The root cause of the moral decline and cultural disintegration of Britain is undoubtedly to be found in the failure of the professing churches to testify to the goodness and severity of God, to the awesome Creator whose holiness convicts us but whose grace provides a wonderful pardon and restoration at the cost of the blood of the Divine Son. Failure to preach and to live by this gospel deprives a society of the preservative “salt” which the church is commanded to become.
Yet there is a mute rebuke to many of those who have remained faithful to the apostolic faith of the New Testament. It lies in our Lord’s best known parable.

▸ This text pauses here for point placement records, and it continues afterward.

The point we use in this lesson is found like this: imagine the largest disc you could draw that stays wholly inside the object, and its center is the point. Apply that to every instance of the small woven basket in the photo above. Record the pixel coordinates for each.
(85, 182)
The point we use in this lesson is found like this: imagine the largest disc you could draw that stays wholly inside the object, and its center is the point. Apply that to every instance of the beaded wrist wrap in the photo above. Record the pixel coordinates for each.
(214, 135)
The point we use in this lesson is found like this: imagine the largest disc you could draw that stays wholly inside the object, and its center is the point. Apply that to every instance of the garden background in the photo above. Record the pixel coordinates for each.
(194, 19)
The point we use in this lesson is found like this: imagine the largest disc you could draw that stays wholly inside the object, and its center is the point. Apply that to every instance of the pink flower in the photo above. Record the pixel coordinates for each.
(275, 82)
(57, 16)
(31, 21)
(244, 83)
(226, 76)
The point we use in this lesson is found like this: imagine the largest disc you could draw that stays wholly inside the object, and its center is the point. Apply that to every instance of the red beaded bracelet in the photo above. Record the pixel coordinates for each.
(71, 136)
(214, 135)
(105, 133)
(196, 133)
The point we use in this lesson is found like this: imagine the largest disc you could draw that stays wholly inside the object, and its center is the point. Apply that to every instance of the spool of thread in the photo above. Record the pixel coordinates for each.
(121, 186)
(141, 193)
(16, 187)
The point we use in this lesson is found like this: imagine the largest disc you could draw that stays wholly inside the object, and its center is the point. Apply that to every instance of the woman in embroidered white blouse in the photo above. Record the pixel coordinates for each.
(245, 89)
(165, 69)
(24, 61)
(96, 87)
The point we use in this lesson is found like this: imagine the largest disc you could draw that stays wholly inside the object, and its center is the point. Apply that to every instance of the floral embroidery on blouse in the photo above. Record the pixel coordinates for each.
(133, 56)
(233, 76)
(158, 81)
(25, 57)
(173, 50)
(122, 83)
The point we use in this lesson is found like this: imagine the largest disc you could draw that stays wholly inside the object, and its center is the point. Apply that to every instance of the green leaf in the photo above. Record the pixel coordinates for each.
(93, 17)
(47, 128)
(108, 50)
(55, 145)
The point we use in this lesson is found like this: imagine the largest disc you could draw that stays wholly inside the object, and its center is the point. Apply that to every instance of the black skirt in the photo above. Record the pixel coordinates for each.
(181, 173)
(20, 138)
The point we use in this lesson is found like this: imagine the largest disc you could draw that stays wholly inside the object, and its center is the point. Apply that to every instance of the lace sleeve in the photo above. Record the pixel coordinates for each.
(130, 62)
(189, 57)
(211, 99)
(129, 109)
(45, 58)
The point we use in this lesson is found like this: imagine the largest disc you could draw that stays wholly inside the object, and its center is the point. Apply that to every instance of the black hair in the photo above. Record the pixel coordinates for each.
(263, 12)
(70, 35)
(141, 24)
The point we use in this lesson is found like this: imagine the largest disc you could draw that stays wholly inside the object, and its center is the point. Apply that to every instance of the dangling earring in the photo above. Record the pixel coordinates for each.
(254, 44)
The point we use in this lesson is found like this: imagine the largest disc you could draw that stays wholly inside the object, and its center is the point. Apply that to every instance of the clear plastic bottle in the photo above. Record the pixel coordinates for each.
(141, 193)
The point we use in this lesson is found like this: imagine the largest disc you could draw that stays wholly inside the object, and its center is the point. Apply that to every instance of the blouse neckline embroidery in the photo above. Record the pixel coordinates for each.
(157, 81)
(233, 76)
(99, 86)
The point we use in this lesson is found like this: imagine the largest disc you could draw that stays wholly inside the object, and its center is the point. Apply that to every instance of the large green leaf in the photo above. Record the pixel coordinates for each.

The orthodox were so concerned with their religious tasks that they passed by on the other side, while the heretic was the man who saw the wounded traveller and had compassion, went to him and bound up his wounds, pouring in oil and wine, and set him on his beast and brought him to an inn and took care of him.
Two things angered Raymond Johnston, first, the false teaching of heretics and, secondly, the passivity of the faithful.
So following Raymond Johnston, in God’s strength, let us seek to be faithful and then to be active and not passive.
About the author
David Holloway is vicar of Jesmond in Newcastle upon Tyne. He knew Raymond Johnston personally from 1972. He is a Council member of Reform (which aims to revitalise the Church of England from within) and The Christian Institute. He has been a member of the General Synod of the Church of England, its Standing Committee and its Board for Social Responsibility. He is author of A Nation Under God, Church and State in the New Millennium and several other books.